JB: And we're in this energy transition world to an extent. I mean, how much of the argument is refracs as a lower carbon footprint argument?
BB: Exactly. You're wasting a resource. Just like recycling, we’re basically recycling old wells. I mean an old well that’s going to become a plugging and abandonment, you know, in fact, I was trying to order a license plate that's to [plugging and abandonment wells] to P1, you know. So, but most of the ones we're looking at now are currently producing, but there's still a lot of wells out there that could be plug-in candidates, but there's no connection between current production and what's left in the ground, particularly these early wells. So, I mean, you can pick up a well for abandonment costs and refrac it for $5 million or $6 million PV-10.
JB: Very good. And I'm assuming there's a lot of bullishness just longer term as we talk about more and more LNG trains coming online?
BB: Yeah. Overall in general, I mean, I think people get more comfortable with refracs, because there's still, like I say, we really haven't had a good handle on the actual production from the refracs because of the reporting issues for about the last two years. And, you know, it takes industry a long time to move around. You know, we typically don't respond on a dime. It takes a while before everybody gets the same group-think mentality that ‘yeah, this is okay.’ Right now the group think is, ‘ah, it's okay, but you know, I want to see it.’ You got a lot of engineers that … [and] geologist says, ‘oh, look at the brown cow on the hill. And the engineer goes, well at least he's brown on this side.’ You know, you're having to fight that all the time. You know, always ‘show me.’

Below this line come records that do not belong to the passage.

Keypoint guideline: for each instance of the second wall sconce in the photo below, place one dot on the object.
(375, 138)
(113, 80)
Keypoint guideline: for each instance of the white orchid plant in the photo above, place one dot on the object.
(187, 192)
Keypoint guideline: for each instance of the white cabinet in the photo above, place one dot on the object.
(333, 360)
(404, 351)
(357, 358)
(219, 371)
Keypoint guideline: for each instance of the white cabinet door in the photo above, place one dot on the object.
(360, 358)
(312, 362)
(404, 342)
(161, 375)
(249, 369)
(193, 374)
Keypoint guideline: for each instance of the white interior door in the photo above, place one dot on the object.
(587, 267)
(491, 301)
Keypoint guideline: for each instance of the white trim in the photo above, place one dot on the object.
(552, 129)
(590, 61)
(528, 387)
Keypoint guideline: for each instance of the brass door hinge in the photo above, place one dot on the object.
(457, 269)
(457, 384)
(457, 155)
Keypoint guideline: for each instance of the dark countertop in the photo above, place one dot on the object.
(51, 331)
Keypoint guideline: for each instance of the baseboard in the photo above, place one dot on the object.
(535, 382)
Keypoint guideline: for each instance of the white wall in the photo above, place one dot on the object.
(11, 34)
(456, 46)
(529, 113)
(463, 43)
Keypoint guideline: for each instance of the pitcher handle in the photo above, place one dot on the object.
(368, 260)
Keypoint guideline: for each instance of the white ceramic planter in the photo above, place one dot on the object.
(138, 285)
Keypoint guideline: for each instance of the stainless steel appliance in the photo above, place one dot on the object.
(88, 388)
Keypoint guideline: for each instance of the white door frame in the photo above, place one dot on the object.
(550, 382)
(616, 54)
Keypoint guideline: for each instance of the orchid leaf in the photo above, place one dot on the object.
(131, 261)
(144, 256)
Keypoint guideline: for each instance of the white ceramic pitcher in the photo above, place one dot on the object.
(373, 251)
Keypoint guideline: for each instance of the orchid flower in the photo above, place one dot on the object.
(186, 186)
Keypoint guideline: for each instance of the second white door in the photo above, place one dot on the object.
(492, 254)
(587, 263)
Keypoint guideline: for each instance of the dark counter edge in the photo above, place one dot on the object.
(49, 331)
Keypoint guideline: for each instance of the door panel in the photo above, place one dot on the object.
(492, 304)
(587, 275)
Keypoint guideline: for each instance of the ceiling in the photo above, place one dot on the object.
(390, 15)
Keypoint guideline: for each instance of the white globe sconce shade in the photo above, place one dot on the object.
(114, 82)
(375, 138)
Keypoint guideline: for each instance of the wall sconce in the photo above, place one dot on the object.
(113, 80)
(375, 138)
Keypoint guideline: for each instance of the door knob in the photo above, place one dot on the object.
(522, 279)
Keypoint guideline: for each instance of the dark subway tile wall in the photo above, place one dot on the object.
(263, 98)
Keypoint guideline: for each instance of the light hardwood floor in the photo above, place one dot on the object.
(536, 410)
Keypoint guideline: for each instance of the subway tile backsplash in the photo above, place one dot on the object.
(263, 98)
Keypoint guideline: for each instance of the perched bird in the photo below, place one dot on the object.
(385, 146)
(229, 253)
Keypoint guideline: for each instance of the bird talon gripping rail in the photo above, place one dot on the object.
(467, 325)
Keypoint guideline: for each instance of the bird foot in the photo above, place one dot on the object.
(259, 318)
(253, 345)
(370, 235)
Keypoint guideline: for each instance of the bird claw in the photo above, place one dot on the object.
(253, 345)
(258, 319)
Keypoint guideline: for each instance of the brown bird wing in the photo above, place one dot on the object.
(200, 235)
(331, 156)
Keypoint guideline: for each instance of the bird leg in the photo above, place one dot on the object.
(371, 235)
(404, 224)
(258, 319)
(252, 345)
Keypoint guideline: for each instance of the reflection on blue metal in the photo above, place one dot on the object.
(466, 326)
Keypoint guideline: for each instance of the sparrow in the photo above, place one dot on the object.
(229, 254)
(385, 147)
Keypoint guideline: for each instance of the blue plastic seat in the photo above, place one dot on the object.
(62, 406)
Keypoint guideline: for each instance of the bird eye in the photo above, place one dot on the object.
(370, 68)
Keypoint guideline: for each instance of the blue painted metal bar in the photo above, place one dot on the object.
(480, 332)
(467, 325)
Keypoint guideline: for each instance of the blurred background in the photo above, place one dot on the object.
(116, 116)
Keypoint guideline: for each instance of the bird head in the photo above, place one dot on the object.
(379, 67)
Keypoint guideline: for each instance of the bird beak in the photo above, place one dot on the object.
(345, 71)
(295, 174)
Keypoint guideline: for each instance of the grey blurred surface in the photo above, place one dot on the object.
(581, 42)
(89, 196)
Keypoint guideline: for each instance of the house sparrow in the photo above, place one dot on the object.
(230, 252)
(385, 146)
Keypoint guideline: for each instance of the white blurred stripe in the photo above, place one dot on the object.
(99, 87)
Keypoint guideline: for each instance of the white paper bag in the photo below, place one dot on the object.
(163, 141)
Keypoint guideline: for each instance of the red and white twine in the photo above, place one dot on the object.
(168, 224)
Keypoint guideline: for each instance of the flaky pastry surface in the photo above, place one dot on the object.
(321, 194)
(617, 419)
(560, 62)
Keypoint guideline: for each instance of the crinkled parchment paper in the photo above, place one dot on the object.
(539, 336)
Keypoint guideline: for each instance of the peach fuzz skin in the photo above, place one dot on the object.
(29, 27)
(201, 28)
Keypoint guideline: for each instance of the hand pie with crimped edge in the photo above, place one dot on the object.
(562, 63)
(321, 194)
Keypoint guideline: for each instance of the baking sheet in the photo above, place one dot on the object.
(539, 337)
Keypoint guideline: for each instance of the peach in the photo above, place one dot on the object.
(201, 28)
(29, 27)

The Permian right now is a good example. The Permian potential based on the recovery factor of the refrac candidates and the current recovery factors is twice the size of the Eagle Ford as far as NPV 10 per well – you're looking at probably a $15 million PV-10 per refrac versus five or six in the Eagle Ford. More than that. More than twice. But we keep [getting] talked up or ‘well, who’s in it?’ …’Well, it’s there, refracs work.’ ‘Oh no, we want to see somebody do it,’ you know? ‘Okay we'll see.’ In fact, I'm presenting to Chevron [soon] about this to try and get them to try and get them off dead center. But, that's a subject of my talk in several areas, is the Permian potential because it's just huge. I mean, the Permian potential, it's going to dwarf the Eagle Ford in refrac potential because there's just so much more oil there. But no refracs. Go figure.
JB: Again, thank you so much for taking the time here with this Hart Energy Live exclusive at the DUG Haynesville Conference in Shreveport.